Sunday, September 23, 2012

Red Sky at Night

Tonight, Friday night, has a beautiful evening soft blue sky with pink wispy clouds, a crescent moon and a warm feel in the community.  Maybe because it's Friday, maybe because last night we had the annual harvest square dance or maybe it is always like that but I showed up for it this time.  Just like one of my teachers said, my negative mood has passed.  Like she also said, it will surely come again so just look at it, maybe find some humor in the silliness that is human life, or at least some curiosity.  Like another teacher said, (yes, I talked to many people about my nasty mood this week) in regards to my negative feelings toward a few particular people, which were so strong I could barely be in their presence, I don't have to think too deeply about it.  In other words, I don't have to analyze the situation to figure out "am I projecting some part of myself onto them? am I hiding some part of myself that I don't like and see in them? are they insane or am I? etc."  I don't really have to make it so complicated.  I can trust my intuition about people but not turn away from whatever discomfort comes up and just keep trying to meet them.  Questions are good but thinking you'll figure out the "answer" is futile.

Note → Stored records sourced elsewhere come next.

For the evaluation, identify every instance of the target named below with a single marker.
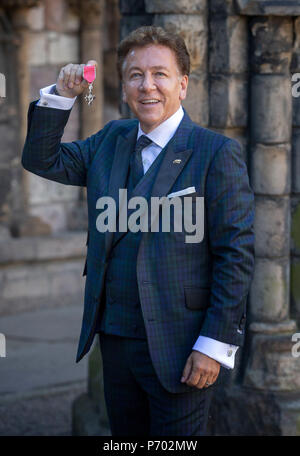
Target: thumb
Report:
(187, 369)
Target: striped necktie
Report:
(137, 163)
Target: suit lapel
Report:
(179, 149)
(176, 157)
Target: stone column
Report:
(271, 368)
(295, 228)
(228, 71)
(271, 51)
(17, 12)
(91, 43)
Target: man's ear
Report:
(124, 96)
(183, 87)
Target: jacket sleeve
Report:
(230, 216)
(44, 154)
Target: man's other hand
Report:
(199, 370)
(70, 82)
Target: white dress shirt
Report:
(160, 136)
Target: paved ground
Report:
(39, 378)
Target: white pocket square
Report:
(184, 191)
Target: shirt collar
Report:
(162, 134)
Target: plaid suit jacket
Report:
(185, 289)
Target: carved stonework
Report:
(86, 7)
(268, 8)
(19, 3)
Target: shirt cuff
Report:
(54, 101)
(221, 352)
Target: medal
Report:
(89, 74)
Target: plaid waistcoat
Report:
(122, 313)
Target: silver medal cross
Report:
(90, 97)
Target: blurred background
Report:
(243, 55)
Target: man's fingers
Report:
(73, 70)
(195, 376)
(187, 369)
(92, 62)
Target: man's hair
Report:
(146, 35)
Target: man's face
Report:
(152, 84)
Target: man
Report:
(168, 313)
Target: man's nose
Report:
(147, 83)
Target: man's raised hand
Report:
(70, 81)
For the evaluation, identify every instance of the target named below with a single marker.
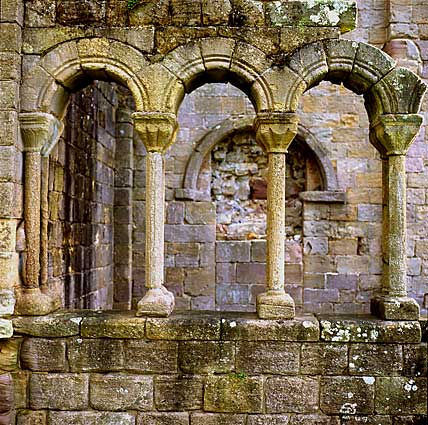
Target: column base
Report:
(34, 302)
(158, 302)
(275, 305)
(395, 308)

Like the one above, I keep running into the same walls lately.  I have this doubt sometimes whether this community is the place to be.  Then I read over what I just wrote above and think how great it is that I have such wise people to talk to in the times of challenge.  Could I find that anywhere?  MAYBE!  Maybe not.  That is not the point.  The wall is this:  if I think life will be better somewhere else I am simply mistaken.  My life is my own little universe that I take with me.  I see the people around me, the landscape, etc with the same eyes, the same karma.  So can I accept the doubt?   Sometimes. Last night we had this amazing event called the Harvest Dinner and Dance.  It is coming to the end of the farm and garden season and all of us apprentices harvest and cook a meal for the community with as much local produce as possible.  (Beet burgers, potato fries, coleshaw, apple pie) We also decorate the dining room, changing it all around, and set up the pool-deck for a square dance with a band and a caller!  It was great fun.  People got dressed up, people laughed and hollered, held hands, circled left, circled right, and do-si-doed.  It brought out a very special side in everyone.  And I saw people differently, even the next day.  It made me wonder why we only do this once a year?!  Like I almost forgot for a second that we have this side of ourselves.  Good to know it's still alive and well.  But I wonder if we are cultivating it enough in this community.  One might say in response to this question that we all go out and do things and see friends and family and go out on the town but I don't think it is the same thing.  I read this article once in Vanity Fair and it was talking about the Kennedy administration and how Jackie O. sort of revolutionized the White House by throwing these large social/political/cultural events bringing people together from all these different spheres and providing a space to connect and share and have a good time.  She believed it was really beneficial for political relations to be able to see others as more than their jobs or at least outside of the usual realm of interaction.  I think the same thing could be said for Green Gulch.  That having these social events together would allow us to see each other in many different lights and subsequently foster more honesty and compassion.